B-BBEE explained
Broad-Based Black Economic Empowerment (B-BBEE) is the South African policy framework that awards preference points in government tenders to companies that demonstrate broad-based economic participation. This guide covers what a B-BBEE level means, how it's calculated, and how it affects your bid score.
What is a B-BBEE contributor level?
A B-BBEE level is a rating from 1 (best) to 8, with a ninth "Non-compliant" tier for suppliers who score zero preference points. The level reflects your total score on the B-BBEE scorecard and determines how many preference points a government buyer awards your bid — either the 20 points in an 80/20 tender (for contracts up to R50 million) or the 10 points in a 90/10 tender (for contracts above R50 million).
Level 1 contributors get the full preference allocation. Level 2 gets slightly less, and so on down the scale. A non-compliant bidder still competes on price (80 or 90 points) but loses the preference differentiator entirely.
The B-BBEE scorecard
The Amended Generic Scorecard has five elements, totalling 120 points including bonuses:
- Ownership (25 points) — black shareholding, voting rights, and economic interest.
- Management Control (19 points) — black representation on the board and in executive positions.
- Skills Development (25 points) — spend on training, learnerships, and bursaries for black employees.
- Enterprise & Supplier Development (44 points) — procurement from B-BBEE-compliant suppliers, ESD and supplier-development spend.
- Socio-Economic Development (5 points) — community spend on beneficiaries who are at least 75% black.
Three of these — Ownership, Skills Development, and ESD — are priority elements. If you score under 40% on any priority element you are discounted one level (from whatever your scorecard would otherwise earn).
Enterprise size
Your annual turnover determines which scorecard you use:
- EME (Exempt Micro Enterprise) — turnover below R10 million. A sworn affidavit is enough; you automatically qualify at Level 4, Level 2 with 51%+ black ownership, or Level 1 with 100% black ownership.
- QSE (Qualifying Small Enterprise) — turnover R10m–R50m. A sworn affidavit is enough for 51%+ black ownership (auto Level 2) or 100% (auto Level 1). Otherwise complete a simplified QSE scorecard via a SANAS-accredited verification agency.
- Generic — turnover above R50 million.
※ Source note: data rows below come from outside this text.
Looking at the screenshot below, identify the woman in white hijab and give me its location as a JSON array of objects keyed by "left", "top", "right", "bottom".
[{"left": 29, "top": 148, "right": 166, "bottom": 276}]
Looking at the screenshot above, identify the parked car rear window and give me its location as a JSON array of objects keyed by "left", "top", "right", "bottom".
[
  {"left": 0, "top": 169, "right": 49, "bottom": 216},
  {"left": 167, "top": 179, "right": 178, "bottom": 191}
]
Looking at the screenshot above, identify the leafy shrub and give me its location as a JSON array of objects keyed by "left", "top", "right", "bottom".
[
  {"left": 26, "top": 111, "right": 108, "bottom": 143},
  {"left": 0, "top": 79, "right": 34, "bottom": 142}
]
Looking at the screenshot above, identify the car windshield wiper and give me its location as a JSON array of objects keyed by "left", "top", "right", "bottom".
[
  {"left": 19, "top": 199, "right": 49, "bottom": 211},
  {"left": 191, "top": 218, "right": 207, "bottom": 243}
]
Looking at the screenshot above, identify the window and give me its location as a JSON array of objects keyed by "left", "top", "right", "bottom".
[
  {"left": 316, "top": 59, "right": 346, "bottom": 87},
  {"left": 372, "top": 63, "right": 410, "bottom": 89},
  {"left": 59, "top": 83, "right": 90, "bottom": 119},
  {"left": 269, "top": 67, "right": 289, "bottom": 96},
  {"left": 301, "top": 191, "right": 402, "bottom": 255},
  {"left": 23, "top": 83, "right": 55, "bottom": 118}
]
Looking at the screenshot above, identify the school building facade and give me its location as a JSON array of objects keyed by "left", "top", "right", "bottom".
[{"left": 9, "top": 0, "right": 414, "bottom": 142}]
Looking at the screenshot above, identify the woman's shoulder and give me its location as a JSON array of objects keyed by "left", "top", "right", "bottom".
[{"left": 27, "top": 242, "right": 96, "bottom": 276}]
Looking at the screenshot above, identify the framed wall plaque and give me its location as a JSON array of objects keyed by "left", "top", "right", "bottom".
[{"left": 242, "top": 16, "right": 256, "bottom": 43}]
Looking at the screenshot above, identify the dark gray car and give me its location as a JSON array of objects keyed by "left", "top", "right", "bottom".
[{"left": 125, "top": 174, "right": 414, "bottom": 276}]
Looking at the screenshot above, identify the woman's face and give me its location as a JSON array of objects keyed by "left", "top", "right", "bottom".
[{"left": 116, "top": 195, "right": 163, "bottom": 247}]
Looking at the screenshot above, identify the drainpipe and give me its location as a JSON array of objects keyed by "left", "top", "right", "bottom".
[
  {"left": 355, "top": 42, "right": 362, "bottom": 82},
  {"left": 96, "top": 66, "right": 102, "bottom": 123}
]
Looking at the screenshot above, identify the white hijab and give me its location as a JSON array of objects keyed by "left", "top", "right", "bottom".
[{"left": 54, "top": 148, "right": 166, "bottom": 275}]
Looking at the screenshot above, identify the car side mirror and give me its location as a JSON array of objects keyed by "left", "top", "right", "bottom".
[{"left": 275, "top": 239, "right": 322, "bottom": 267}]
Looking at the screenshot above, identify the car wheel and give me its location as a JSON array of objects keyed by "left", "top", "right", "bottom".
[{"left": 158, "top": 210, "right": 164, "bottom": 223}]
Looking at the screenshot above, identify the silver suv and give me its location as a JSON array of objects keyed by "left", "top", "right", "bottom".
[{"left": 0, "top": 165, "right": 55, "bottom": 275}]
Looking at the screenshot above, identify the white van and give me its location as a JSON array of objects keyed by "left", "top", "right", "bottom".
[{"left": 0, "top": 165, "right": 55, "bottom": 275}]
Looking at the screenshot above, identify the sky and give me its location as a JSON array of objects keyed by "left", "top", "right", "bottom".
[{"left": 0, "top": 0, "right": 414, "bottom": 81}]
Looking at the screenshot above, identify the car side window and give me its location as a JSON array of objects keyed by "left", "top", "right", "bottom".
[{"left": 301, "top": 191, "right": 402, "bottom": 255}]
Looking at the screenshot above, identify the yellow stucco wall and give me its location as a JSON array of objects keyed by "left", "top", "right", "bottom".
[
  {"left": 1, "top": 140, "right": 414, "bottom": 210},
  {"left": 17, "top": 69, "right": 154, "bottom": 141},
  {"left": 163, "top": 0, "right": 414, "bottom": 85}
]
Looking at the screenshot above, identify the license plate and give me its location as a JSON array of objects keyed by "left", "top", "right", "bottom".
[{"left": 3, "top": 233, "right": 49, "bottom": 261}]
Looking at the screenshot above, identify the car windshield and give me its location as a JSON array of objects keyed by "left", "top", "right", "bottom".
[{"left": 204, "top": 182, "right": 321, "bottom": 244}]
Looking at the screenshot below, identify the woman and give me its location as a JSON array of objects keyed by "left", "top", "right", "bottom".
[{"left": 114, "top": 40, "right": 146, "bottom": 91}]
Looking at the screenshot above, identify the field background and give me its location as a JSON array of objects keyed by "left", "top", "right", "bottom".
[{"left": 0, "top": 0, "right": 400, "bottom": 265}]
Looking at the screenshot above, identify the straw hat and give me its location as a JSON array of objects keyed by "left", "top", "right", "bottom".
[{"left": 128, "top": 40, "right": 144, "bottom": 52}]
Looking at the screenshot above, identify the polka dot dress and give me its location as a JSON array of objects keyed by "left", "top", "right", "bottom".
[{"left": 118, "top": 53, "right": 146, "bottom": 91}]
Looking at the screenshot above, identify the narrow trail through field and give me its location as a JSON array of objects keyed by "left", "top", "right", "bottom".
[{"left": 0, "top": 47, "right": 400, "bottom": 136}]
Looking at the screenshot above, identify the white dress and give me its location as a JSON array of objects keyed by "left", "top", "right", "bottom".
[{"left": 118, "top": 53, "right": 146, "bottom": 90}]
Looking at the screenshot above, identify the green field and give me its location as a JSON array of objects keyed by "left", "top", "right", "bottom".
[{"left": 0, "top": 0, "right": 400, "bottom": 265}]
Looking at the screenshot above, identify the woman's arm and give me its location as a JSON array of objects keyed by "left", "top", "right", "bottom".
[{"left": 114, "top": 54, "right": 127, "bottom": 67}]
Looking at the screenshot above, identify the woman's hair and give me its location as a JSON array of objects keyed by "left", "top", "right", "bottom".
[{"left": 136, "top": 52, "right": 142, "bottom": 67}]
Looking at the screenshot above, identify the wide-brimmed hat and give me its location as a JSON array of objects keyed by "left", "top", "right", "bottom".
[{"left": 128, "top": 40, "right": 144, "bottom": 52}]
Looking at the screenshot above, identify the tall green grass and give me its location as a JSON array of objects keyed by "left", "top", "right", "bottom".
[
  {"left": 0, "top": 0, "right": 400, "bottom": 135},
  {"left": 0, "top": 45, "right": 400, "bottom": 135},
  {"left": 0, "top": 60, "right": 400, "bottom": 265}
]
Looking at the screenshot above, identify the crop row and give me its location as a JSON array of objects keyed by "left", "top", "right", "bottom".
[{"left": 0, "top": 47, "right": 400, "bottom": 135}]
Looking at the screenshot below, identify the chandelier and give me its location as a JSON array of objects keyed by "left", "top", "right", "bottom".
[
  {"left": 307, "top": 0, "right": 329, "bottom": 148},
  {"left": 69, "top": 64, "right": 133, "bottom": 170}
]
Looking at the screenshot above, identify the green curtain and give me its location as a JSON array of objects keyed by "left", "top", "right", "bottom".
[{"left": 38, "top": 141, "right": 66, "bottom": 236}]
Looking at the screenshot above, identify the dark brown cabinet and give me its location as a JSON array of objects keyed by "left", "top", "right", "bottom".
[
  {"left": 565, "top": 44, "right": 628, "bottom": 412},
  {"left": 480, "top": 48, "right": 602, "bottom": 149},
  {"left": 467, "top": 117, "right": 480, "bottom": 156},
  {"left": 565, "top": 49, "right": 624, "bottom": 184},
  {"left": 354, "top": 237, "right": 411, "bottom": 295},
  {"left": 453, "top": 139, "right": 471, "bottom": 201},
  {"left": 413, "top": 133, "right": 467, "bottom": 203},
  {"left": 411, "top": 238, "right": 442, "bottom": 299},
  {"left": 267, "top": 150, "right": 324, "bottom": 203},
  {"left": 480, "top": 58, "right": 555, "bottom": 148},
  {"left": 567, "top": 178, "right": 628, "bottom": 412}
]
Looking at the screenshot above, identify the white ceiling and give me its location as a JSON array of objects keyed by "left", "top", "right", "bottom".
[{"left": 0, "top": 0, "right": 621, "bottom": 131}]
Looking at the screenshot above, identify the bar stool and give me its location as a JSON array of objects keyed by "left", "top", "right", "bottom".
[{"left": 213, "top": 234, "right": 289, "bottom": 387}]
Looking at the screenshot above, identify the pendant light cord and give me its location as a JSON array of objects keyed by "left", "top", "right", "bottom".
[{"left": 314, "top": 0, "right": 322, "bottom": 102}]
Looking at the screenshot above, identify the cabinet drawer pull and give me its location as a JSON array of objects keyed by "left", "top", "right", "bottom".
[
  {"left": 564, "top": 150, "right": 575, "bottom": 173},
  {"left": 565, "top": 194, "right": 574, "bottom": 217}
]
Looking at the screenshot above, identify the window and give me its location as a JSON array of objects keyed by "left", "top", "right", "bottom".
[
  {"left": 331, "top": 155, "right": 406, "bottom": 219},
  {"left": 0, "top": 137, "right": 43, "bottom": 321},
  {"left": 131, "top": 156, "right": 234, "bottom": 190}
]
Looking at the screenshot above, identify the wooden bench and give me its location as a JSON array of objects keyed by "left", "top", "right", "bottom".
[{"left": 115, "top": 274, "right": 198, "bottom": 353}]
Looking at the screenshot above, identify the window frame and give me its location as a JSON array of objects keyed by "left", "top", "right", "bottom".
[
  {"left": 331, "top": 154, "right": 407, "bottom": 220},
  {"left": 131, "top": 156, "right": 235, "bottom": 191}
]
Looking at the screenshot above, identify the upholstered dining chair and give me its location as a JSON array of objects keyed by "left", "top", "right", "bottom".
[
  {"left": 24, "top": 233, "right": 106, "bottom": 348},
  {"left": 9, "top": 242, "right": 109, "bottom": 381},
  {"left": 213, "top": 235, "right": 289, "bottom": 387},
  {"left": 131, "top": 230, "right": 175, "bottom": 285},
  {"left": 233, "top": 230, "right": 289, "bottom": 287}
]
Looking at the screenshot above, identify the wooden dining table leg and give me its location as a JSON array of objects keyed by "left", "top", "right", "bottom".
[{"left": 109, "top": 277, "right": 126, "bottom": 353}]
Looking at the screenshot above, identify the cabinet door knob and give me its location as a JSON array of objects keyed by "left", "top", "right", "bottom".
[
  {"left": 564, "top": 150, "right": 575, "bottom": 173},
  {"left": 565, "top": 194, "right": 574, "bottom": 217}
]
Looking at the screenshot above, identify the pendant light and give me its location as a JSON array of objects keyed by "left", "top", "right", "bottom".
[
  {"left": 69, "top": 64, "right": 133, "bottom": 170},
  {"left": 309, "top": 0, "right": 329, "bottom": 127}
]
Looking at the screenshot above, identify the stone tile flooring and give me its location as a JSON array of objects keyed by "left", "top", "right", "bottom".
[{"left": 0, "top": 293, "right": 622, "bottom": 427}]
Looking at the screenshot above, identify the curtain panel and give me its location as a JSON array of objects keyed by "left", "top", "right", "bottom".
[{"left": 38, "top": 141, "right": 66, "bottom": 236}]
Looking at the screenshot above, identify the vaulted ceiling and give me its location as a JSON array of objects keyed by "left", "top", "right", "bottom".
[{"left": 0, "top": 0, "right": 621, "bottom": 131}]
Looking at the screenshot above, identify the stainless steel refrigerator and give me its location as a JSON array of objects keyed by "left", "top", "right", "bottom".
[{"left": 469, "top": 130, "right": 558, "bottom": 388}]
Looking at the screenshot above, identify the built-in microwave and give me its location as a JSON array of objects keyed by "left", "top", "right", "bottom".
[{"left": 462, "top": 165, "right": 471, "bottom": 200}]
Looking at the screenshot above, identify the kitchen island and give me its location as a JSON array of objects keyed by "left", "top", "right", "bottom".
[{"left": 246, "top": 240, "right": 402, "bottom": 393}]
Full Amended Generic Scorecard via a SANAS verification agency is required.
Sector codes
Certain industries use sector-specific codes instead of the Generic Codes, including Construction, Tourism, ICT, Financial Services, Agri-BEE, and the Property Sector. If your tender is in a regulated sector, the tender document will specify which code applies and the scorecard you need to provide.
How many preference points does my level earn?
Under the Preferential Procurement Policy Framework Act (PPPFA) and the 2022 regulations, the allocation of preference points by level is:
- Level 1: 20 points (80/20) / 10 points (90/10)
- Level 2: 18 points / 9 points
- Level 3: 14 points / 6 points
- Level 4: 12 points / 5 points
- Level 5: 8 points / 4 points
- Level 6: 6 points / 3 points
- Level 7: 4 points / 2 points
- Level 8: 2 points / 1 point
- Non-compliant: 0 points
A tender specifies either the 80/20 or 90/10 formula based on the contract value. An organ of state may deviate from these formulas in limited circumstances governed by the regulations and their own SCM policy.
Keeping your certificate current
A B-BBEE certificate is valid for 12 months from issue. Most organs of state will not accept an expired certificate — even a one-day overrun is grounds for disqualification. EMEs and QSEs with majority black ownership can renew via affidavit; other QSEs and all Generic enterprises must re-verify annually.